Direct observation of organic molecular nanocrystals using electron microscopy is extremely challenging, particularly due to their radiation sensitivity and complex structure. Such crystals may only tolerate high-energy electron doses of up to a few e⁻/A² before their structure gets damaged, which is orders of magnitude lower than the doses that are commonly used for TEM imaging of most inorganic materials. Electron diffraction experiments have distinctive advantages over imaging for structural characterization of dose-limited nanocrystals, as the crystallographic information is recorded as spot-like DPs. This leads to an increase in the signal-to-noise ratio (SNR) of the elastically diffracted electrons, as well as an improved diffraction signal-to-background ratio (SBR) to the inelastically scattered background. The latter is especially important for structural information of large unit cells in which diffraction spots are located at small diffraction angles. Electron crystallography methods [40, 41] are very capable to study the structure of beam-sensitive crystals (e.g. those used for pharmaceutical applications [42]), and information can be obtained from spatially averaged diffraction experiments, where the spatially resolved structure is of less importance. 4D-STEM experiments with small semi-convergence angles α (nano-beam diffraction or NBD) have recently demonstrated the retrieval of rich structural information from soft materials [39, 43, 44], including organic crystals with large unit cells and corresponding diffracted signals at small scattering angles and also analysis of amorphous materials [45]. Furthermore, we have recently introduced 4D-scanning confocal electron diffraction (4D-SCED) as another 4D-STEM modality that optimizes dose efficiency and angular resolution [16].

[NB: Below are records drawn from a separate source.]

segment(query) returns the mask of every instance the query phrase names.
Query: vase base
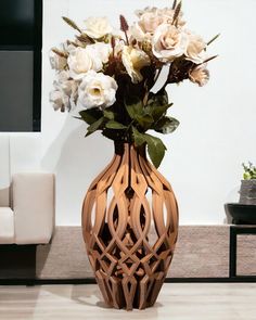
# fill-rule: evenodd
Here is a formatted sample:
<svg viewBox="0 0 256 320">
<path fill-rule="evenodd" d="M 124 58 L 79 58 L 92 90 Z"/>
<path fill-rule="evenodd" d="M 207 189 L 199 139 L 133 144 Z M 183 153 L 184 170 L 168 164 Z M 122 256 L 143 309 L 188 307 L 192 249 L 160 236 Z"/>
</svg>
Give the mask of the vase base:
<svg viewBox="0 0 256 320">
<path fill-rule="evenodd" d="M 115 309 L 145 309 L 152 307 L 165 281 L 164 272 L 145 276 L 141 280 L 135 277 L 114 279 L 98 271 L 97 282 L 108 307 Z"/>
</svg>

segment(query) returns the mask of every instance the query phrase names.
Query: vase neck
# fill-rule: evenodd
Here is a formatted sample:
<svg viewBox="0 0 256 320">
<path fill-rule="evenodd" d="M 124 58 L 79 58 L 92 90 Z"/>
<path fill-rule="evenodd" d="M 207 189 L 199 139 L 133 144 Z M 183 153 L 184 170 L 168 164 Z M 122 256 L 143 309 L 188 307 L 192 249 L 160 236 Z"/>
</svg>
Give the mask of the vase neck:
<svg viewBox="0 0 256 320">
<path fill-rule="evenodd" d="M 142 144 L 140 146 L 136 146 L 135 143 L 128 143 L 128 142 L 119 142 L 115 141 L 115 153 L 118 155 L 125 155 L 126 153 L 132 154 L 137 153 L 141 156 L 145 157 L 145 144 Z"/>
</svg>

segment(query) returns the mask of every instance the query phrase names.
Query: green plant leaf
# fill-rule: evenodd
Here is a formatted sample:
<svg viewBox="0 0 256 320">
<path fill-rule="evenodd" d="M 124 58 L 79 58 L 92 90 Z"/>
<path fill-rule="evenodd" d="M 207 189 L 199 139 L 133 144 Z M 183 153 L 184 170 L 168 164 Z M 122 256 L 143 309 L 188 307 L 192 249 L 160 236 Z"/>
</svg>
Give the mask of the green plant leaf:
<svg viewBox="0 0 256 320">
<path fill-rule="evenodd" d="M 153 117 L 154 121 L 158 121 L 158 119 L 166 114 L 167 110 L 171 105 L 172 103 L 168 103 L 168 95 L 164 90 L 157 92 L 156 94 L 150 94 L 144 111 Z"/>
<path fill-rule="evenodd" d="M 104 110 L 103 114 L 104 114 L 104 117 L 110 120 L 114 120 L 114 118 L 115 118 L 115 114 L 113 111 Z"/>
<path fill-rule="evenodd" d="M 132 127 L 132 133 L 136 145 L 148 144 L 148 152 L 153 165 L 158 168 L 165 155 L 166 146 L 159 138 L 149 133 L 141 133 L 137 128 Z"/>
<path fill-rule="evenodd" d="M 154 123 L 154 119 L 150 114 L 139 114 L 136 116 L 136 120 L 142 127 L 143 131 L 150 129 L 151 125 Z"/>
<path fill-rule="evenodd" d="M 146 143 L 146 137 L 145 137 L 146 135 L 139 132 L 138 129 L 133 126 L 132 126 L 132 133 L 133 133 L 135 144 L 137 146 L 143 143 Z"/>
<path fill-rule="evenodd" d="M 103 116 L 103 112 L 99 108 L 93 107 L 80 111 L 79 115 L 81 116 L 84 121 L 86 121 L 88 125 L 92 125 Z"/>
<path fill-rule="evenodd" d="M 166 146 L 159 138 L 153 137 L 151 135 L 145 133 L 146 143 L 148 143 L 148 152 L 153 165 L 158 168 L 164 156 Z"/>
<path fill-rule="evenodd" d="M 152 129 L 167 135 L 174 132 L 178 128 L 179 124 L 180 123 L 176 118 L 164 116 L 154 125 Z"/>
<path fill-rule="evenodd" d="M 87 133 L 86 137 L 90 136 L 91 133 L 93 133 L 94 131 L 102 129 L 103 128 L 103 124 L 105 123 L 105 118 L 101 117 L 100 119 L 98 119 L 97 121 L 94 121 L 93 124 L 91 124 L 88 128 L 87 128 Z"/>
<path fill-rule="evenodd" d="M 117 123 L 117 121 L 115 121 L 115 120 L 110 120 L 110 121 L 107 121 L 106 125 L 105 125 L 105 127 L 106 127 L 107 129 L 127 129 L 126 126 L 124 126 L 123 124 Z"/>
<path fill-rule="evenodd" d="M 164 104 L 164 105 L 148 105 L 145 107 L 145 112 L 148 112 L 154 119 L 154 121 L 158 121 L 159 118 L 166 115 L 167 110 L 172 105 L 172 103 Z"/>
<path fill-rule="evenodd" d="M 150 92 L 146 105 L 166 105 L 168 104 L 168 94 L 166 90 L 161 90 L 156 93 Z"/>
<path fill-rule="evenodd" d="M 138 115 L 143 114 L 142 101 L 137 98 L 133 98 L 130 101 L 126 101 L 125 105 L 131 119 L 137 119 Z"/>
</svg>

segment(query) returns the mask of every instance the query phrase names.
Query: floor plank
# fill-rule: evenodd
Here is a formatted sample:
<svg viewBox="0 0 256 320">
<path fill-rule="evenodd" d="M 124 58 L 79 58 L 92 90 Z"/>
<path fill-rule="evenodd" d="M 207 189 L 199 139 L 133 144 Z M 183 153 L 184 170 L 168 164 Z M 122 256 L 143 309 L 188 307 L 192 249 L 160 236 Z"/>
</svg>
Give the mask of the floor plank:
<svg viewBox="0 0 256 320">
<path fill-rule="evenodd" d="M 256 283 L 165 283 L 153 308 L 115 310 L 94 284 L 0 286 L 0 319 L 255 320 Z"/>
</svg>

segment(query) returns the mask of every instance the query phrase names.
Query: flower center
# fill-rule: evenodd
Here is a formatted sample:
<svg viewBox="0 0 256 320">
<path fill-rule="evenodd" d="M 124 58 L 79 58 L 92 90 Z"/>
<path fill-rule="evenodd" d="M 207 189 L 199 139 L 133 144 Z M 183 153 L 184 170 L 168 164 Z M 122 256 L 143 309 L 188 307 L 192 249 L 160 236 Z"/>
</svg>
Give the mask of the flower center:
<svg viewBox="0 0 256 320">
<path fill-rule="evenodd" d="M 90 93 L 91 93 L 92 95 L 101 95 L 101 89 L 98 88 L 98 87 L 91 88 L 91 89 L 90 89 Z"/>
</svg>

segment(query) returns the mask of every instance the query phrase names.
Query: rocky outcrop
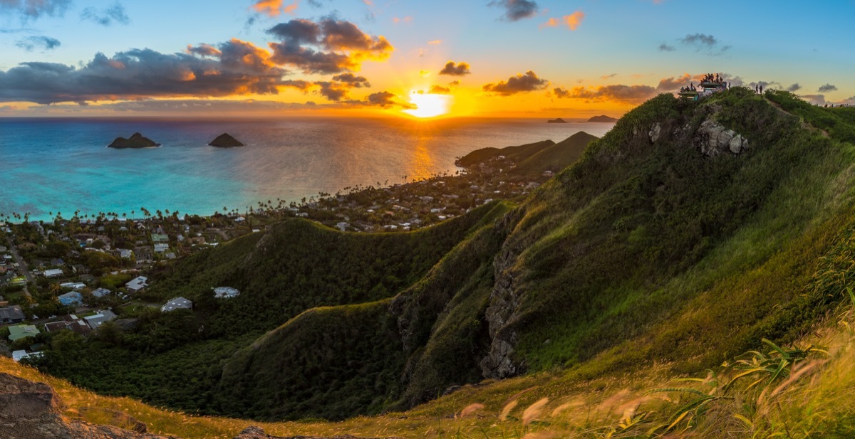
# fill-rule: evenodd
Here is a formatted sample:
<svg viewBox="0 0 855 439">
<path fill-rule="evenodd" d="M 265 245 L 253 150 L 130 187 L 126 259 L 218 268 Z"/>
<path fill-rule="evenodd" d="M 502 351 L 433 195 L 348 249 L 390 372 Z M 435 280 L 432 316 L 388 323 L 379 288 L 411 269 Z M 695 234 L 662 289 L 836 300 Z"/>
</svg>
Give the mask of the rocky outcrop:
<svg viewBox="0 0 855 439">
<path fill-rule="evenodd" d="M 239 142 L 238 139 L 233 138 L 227 132 L 224 132 L 217 136 L 216 138 L 212 140 L 211 143 L 208 144 L 217 148 L 235 148 L 238 146 L 245 146 L 244 143 Z"/>
<path fill-rule="evenodd" d="M 362 439 L 357 438 L 355 436 L 345 435 L 345 436 L 270 436 L 264 432 L 263 430 L 258 427 L 246 427 L 239 435 L 234 436 L 234 439 Z M 395 439 L 392 437 L 387 439 Z"/>
<path fill-rule="evenodd" d="M 708 156 L 722 153 L 738 155 L 748 148 L 748 139 L 718 122 L 707 119 L 692 137 L 692 144 Z"/>
<path fill-rule="evenodd" d="M 160 143 L 155 143 L 150 138 L 144 138 L 139 132 L 134 132 L 131 138 L 116 138 L 107 148 L 154 148 L 156 146 L 160 146 Z"/>
<path fill-rule="evenodd" d="M 135 431 L 109 425 L 70 420 L 62 416 L 62 402 L 50 386 L 0 373 L 0 437 L 3 439 L 179 439 L 146 434 L 145 424 L 118 411 L 107 411 L 113 421 Z M 99 410 L 88 408 L 83 410 Z M 353 436 L 275 436 L 255 426 L 247 427 L 234 439 L 365 439 Z M 388 438 L 395 439 L 395 438 Z"/>
<path fill-rule="evenodd" d="M 616 122 L 617 120 L 613 117 L 609 117 L 606 115 L 593 116 L 588 119 L 588 122 Z"/>
<path fill-rule="evenodd" d="M 517 220 L 512 216 L 506 216 L 497 226 L 512 229 L 512 225 Z M 486 378 L 502 379 L 525 372 L 523 365 L 514 362 L 514 347 L 519 341 L 519 336 L 508 325 L 516 316 L 520 306 L 521 295 L 514 284 L 513 271 L 520 252 L 517 248 L 505 243 L 501 253 L 493 260 L 495 282 L 490 294 L 490 306 L 485 312 L 485 318 L 489 323 L 490 351 L 481 361 L 481 374 Z"/>
<path fill-rule="evenodd" d="M 657 140 L 659 140 L 659 136 L 662 134 L 662 124 L 657 122 L 653 124 L 653 127 L 650 129 L 650 132 L 647 136 L 650 137 L 650 143 L 655 143 Z"/>
<path fill-rule="evenodd" d="M 8 373 L 0 373 L 0 434 L 6 439 L 167 439 L 67 419 L 53 389 Z M 145 428 L 144 424 L 136 422 L 138 429 Z"/>
</svg>

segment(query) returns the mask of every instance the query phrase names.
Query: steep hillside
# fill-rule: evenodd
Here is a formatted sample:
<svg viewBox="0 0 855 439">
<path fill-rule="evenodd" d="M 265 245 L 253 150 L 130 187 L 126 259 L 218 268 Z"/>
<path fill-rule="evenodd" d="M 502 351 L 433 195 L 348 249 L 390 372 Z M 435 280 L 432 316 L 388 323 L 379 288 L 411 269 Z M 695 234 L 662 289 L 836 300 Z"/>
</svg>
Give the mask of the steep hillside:
<svg viewBox="0 0 855 439">
<path fill-rule="evenodd" d="M 42 367 L 102 391 L 267 420 L 406 409 L 484 378 L 524 375 L 411 413 L 445 416 L 473 398 L 498 413 L 517 392 L 564 398 L 586 380 L 651 369 L 696 374 L 762 338 L 799 339 L 844 297 L 851 116 L 741 88 L 700 102 L 663 95 L 516 208 L 494 203 L 393 236 L 285 223 L 158 277 L 150 294 L 195 298 L 196 314 L 153 319 L 122 346 L 83 347 L 91 363 L 71 349 Z M 548 153 L 559 144 L 511 153 L 543 163 L 566 156 Z M 213 301 L 220 284 L 245 293 Z M 198 340 L 144 342 L 193 319 L 204 325 Z M 181 373 L 157 372 L 167 360 Z M 170 383 L 144 383 L 153 378 Z"/>
</svg>

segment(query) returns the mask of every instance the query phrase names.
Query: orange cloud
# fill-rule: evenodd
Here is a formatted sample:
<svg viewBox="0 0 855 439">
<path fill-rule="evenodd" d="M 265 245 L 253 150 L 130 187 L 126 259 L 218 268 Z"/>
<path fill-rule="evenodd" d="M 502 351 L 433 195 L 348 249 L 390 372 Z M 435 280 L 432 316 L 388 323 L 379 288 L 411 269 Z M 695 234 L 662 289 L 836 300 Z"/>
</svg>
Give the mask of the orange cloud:
<svg viewBox="0 0 855 439">
<path fill-rule="evenodd" d="M 541 24 L 539 27 L 543 29 L 544 27 L 557 27 L 561 25 L 566 25 L 571 31 L 575 31 L 579 27 L 579 25 L 581 24 L 582 20 L 584 19 L 585 13 L 581 10 L 577 10 L 569 15 L 561 17 L 560 20 L 557 18 L 551 18 L 547 20 L 546 22 Z"/>
<path fill-rule="evenodd" d="M 283 12 L 293 15 L 297 9 L 297 0 L 294 0 L 293 3 L 283 7 L 282 0 L 258 0 L 252 5 L 252 9 L 259 14 L 276 17 Z"/>
</svg>

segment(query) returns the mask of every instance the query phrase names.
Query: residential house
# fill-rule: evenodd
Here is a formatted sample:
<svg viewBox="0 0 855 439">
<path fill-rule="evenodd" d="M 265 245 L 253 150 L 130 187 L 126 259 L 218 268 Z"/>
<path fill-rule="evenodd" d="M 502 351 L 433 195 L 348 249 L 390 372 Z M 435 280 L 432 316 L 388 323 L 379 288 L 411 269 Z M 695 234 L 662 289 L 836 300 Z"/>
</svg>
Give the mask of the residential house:
<svg viewBox="0 0 855 439">
<path fill-rule="evenodd" d="M 193 309 L 193 302 L 184 297 L 175 297 L 161 307 L 161 312 L 168 313 L 176 309 Z"/>
<path fill-rule="evenodd" d="M 21 361 L 21 360 L 26 360 L 27 358 L 38 358 L 42 356 L 41 352 L 27 352 L 26 350 L 16 350 L 12 352 L 12 360 L 15 361 Z"/>
<path fill-rule="evenodd" d="M 148 278 L 146 278 L 145 276 L 140 276 L 132 280 L 131 282 L 125 284 L 125 288 L 127 288 L 127 290 L 132 293 L 139 293 L 143 289 L 149 286 L 148 281 L 149 281 Z"/>
<path fill-rule="evenodd" d="M 18 305 L 0 308 L 0 323 L 21 323 L 27 319 Z"/>
<path fill-rule="evenodd" d="M 50 270 L 44 270 L 45 278 L 60 278 L 62 276 L 62 270 L 59 268 L 51 268 Z"/>
<path fill-rule="evenodd" d="M 38 328 L 32 325 L 18 325 L 15 326 L 9 327 L 9 340 L 10 342 L 17 342 L 21 338 L 27 337 L 36 337 L 40 334 Z"/>
<path fill-rule="evenodd" d="M 216 287 L 214 289 L 214 297 L 217 299 L 230 299 L 237 297 L 239 294 L 240 291 L 232 287 Z"/>
<path fill-rule="evenodd" d="M 98 327 L 101 326 L 101 325 L 103 325 L 104 322 L 115 320 L 116 317 L 118 316 L 115 315 L 115 313 L 113 313 L 109 309 L 105 309 L 103 311 L 99 312 L 97 314 L 91 315 L 89 317 L 85 317 L 84 319 L 86 319 L 86 323 L 89 325 L 89 327 L 91 328 L 92 331 L 95 331 L 98 329 Z"/>
<path fill-rule="evenodd" d="M 98 288 L 96 290 L 92 290 L 92 296 L 96 297 L 103 297 L 104 296 L 109 296 L 109 293 L 110 290 L 107 290 L 106 288 Z"/>
<path fill-rule="evenodd" d="M 82 319 L 78 319 L 74 314 L 67 314 L 62 316 L 62 319 L 58 322 L 50 322 L 44 324 L 44 331 L 48 332 L 56 332 L 57 331 L 68 330 L 74 331 L 80 335 L 86 335 L 92 331 L 91 328 L 86 320 Z"/>
<path fill-rule="evenodd" d="M 79 307 L 83 305 L 83 295 L 77 291 L 62 294 L 57 297 L 59 302 L 66 307 Z"/>
</svg>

4D-SCED involves a defocused pencil-beam illumination at the sample plane, combined with a confocal electron optics setup and a pixelated detector that records the focused spot-like DPs (figure 2 left). The defocused illumination at the sample reduces the dose and generates a more homogenous electron beam-sample interaction compared to the interaction in a normal focused-beam NBD setup. At the same time, the confocal optics generates spot-like diffraction signals, boosting both the SNR and the SBR. This way, the spatial and angular resolution are largely decoupled from illumination convergence due to the newly introduced parameter defocus z. To balance both spatial and angular resolution and to achieve a more homogeneous beam-specimen interaction, a semi-convergence angle α on the order of ∼1 mrad and a large defocus (z≫ t) of a few micrometers are typically applied. The experiment optimization provided by 4D-SCED allows for the study of complex nano-crystalline structures of soft materials at few nm spatial resolution and enables the direct in situ observation of nanocrystals growth and coarsening in bulk heterojunction (BHJ) thin films [16, 46].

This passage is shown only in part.